Diez años después la muerte ha teñido con la pena el tono de comedia de ciertas polémicas como la de Nicolás Casullo y Horacio González respecto del concepto de “aristocracia” —Casullo murió el 9 de octubre de 2008—. Ya cuando este libro estaba en etapa de producción, murió Martha Ferro, esa dandy cuyo estilo de cronista popular mezclaba a Juan Carlos Chiappe con Allen Ginsberg. El mismo “venido” después del “que se vayan todos” —aunque no inmediatamente—, luego de una trayectoria veloz y polémica, yace en su tumba de Río Gallegos después de ser despedido como un santo popular. Que yo haya utilizado en el retrato de González la metáfora “biblioteca nacional” es una casualidad jocosa: hoy González dirige esa institución.
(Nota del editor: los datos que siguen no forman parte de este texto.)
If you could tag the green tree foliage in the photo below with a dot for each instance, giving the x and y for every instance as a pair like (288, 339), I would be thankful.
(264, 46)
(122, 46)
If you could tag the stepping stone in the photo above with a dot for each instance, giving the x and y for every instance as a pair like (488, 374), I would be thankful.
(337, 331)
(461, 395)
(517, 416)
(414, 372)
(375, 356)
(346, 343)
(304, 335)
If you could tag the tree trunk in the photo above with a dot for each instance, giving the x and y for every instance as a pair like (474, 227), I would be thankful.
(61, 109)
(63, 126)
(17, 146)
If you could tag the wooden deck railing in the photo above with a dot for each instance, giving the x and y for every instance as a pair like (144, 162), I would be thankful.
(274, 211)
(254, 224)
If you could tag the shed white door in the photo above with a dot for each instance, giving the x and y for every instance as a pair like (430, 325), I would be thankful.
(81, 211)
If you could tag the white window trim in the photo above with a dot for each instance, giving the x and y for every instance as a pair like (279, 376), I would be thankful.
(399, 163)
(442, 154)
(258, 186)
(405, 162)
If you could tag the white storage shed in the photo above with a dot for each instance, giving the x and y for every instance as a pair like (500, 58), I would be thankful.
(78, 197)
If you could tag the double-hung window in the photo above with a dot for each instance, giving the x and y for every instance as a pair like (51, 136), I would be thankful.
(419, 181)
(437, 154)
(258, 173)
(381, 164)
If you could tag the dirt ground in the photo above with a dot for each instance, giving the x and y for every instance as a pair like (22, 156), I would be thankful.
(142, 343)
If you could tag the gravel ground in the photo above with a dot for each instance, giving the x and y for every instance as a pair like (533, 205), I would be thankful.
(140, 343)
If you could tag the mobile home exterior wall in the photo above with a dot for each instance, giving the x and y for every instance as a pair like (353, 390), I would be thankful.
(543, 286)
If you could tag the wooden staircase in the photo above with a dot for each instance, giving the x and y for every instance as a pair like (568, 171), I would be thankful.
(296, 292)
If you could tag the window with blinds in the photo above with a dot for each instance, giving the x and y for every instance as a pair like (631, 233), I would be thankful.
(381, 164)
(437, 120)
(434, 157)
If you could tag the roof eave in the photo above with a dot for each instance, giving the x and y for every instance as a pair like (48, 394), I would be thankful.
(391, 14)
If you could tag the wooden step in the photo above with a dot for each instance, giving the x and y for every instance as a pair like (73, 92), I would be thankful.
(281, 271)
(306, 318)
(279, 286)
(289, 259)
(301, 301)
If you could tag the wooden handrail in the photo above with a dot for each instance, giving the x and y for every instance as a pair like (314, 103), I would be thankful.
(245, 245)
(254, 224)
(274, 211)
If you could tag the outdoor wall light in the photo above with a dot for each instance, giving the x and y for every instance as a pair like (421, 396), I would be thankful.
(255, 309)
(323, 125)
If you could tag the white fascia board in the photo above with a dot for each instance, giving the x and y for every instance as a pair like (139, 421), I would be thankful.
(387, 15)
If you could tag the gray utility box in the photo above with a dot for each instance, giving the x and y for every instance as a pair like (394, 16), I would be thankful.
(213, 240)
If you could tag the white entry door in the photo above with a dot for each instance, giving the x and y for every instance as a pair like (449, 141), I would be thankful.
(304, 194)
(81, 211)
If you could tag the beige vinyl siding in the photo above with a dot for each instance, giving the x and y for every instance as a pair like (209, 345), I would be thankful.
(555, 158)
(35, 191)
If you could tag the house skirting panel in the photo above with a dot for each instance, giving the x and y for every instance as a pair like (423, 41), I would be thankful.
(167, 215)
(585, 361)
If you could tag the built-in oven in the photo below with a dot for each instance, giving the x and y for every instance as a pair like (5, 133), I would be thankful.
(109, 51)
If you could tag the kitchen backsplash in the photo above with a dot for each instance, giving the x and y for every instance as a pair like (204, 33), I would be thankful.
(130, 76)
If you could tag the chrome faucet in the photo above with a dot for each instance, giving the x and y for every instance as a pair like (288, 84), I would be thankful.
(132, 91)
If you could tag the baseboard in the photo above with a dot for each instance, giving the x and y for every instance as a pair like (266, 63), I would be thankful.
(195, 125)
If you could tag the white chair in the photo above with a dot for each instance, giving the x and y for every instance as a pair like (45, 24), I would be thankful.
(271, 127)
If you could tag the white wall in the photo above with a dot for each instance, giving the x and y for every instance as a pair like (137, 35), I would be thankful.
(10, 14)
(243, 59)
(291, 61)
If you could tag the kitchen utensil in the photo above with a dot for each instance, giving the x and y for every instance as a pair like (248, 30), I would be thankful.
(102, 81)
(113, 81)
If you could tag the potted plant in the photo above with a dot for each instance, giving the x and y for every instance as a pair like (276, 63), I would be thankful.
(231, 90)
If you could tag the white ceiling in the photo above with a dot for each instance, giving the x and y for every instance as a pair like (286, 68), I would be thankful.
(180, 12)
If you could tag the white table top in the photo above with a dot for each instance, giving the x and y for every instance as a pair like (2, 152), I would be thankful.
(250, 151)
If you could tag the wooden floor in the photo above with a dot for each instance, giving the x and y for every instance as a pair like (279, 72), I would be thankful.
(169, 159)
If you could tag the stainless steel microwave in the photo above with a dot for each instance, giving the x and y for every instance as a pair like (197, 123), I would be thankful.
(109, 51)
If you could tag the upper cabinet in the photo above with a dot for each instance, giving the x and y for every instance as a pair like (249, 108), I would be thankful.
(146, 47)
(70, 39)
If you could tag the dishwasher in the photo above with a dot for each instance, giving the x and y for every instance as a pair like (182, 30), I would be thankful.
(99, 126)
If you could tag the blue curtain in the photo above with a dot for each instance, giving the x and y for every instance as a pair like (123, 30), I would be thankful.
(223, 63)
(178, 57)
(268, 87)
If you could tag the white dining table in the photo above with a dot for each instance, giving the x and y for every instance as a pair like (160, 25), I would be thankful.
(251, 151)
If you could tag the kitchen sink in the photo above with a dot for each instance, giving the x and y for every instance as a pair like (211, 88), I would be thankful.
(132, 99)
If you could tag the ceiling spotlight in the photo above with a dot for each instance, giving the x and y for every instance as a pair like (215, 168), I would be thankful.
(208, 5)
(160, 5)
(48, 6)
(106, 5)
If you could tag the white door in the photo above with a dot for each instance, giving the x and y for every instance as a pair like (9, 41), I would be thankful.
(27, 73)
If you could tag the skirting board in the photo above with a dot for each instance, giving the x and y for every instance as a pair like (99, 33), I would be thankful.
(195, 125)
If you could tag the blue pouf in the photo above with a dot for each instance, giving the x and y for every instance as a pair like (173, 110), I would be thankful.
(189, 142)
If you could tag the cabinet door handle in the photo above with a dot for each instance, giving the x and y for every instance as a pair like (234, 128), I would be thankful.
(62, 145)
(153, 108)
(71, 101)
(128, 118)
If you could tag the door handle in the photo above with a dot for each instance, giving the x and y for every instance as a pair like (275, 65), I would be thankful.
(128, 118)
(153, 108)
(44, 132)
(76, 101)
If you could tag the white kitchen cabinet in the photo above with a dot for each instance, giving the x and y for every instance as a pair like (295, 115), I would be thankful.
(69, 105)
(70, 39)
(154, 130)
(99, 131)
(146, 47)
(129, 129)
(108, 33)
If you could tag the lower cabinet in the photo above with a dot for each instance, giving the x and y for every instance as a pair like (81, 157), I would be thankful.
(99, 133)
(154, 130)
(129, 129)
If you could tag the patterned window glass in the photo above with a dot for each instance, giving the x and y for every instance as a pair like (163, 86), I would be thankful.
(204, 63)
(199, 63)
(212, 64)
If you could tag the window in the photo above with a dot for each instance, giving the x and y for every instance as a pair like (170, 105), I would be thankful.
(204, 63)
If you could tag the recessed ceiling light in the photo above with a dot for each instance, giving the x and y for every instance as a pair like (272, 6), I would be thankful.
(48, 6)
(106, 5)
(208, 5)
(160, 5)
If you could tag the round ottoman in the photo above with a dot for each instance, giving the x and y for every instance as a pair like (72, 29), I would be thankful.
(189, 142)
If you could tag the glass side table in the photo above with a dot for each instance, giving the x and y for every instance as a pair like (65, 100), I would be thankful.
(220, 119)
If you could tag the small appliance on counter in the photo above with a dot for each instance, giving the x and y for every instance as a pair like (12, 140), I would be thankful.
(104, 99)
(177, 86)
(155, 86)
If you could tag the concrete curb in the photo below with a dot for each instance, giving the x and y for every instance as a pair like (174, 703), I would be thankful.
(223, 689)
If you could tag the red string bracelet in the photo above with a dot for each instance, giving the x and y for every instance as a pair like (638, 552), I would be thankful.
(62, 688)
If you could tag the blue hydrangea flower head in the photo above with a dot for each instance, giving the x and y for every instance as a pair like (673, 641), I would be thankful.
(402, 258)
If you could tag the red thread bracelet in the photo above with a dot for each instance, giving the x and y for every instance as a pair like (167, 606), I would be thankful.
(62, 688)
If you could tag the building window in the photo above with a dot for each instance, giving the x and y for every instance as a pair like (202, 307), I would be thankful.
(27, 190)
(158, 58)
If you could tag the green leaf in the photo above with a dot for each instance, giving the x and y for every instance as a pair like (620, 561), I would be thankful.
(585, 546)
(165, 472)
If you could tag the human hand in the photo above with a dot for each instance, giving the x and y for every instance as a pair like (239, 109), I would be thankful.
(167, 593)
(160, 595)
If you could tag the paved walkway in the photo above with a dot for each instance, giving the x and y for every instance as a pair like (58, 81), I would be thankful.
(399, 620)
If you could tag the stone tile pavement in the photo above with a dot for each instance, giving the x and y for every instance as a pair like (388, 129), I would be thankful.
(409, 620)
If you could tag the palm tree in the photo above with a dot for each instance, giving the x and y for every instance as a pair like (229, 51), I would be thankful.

En tono más barrial: el Parque Rivadavia en donde Silvia Delfino se dejaba jaquear los saberes durante las asambleas está enrejado, nuevos centros culturales se ofrecen en los antiguos espacios donde alguna ex militante de la UCD había hablado ignorando que citaba a Bakunin, algún “sin techo” socializaba a un grupo de nuevos pobres el mapa mental de los lugares en los que era posible comer, dormir, ducharse y vestirse gratis en Buenos Aires, algunos fieritas de esquina descubrían que eran acompañados en el acto político de abuchear en masa.

He respetado las sintaxis personales y las vacilaciones retóricas propias de quienes tantean la palabra adecuada para aludir a un momento en el que primaba la impresión de que se habían quemado todos los libros mientras se conservaba la sospecha de que nada es totalmente nuevo ni escapa a la Historia. No he suprimido las preguntas que revelaban mi identificación tan inmediata como sucesiva con cada uno de los entrevistados hasta convertirme en una suerte de Zelig periodístico. El mayor o menor detalle o matiz íntimo de los retratos que encabezan cada entrevista depende tanto de las efusiones de la amistad como del pudor que exigen los encuentros contados y primerizos.

A tono con esos días donde se desestimaba toda forma de representación, seleccioné a mis interlocutores de acuerdo con su cortesía y mi curiosidad.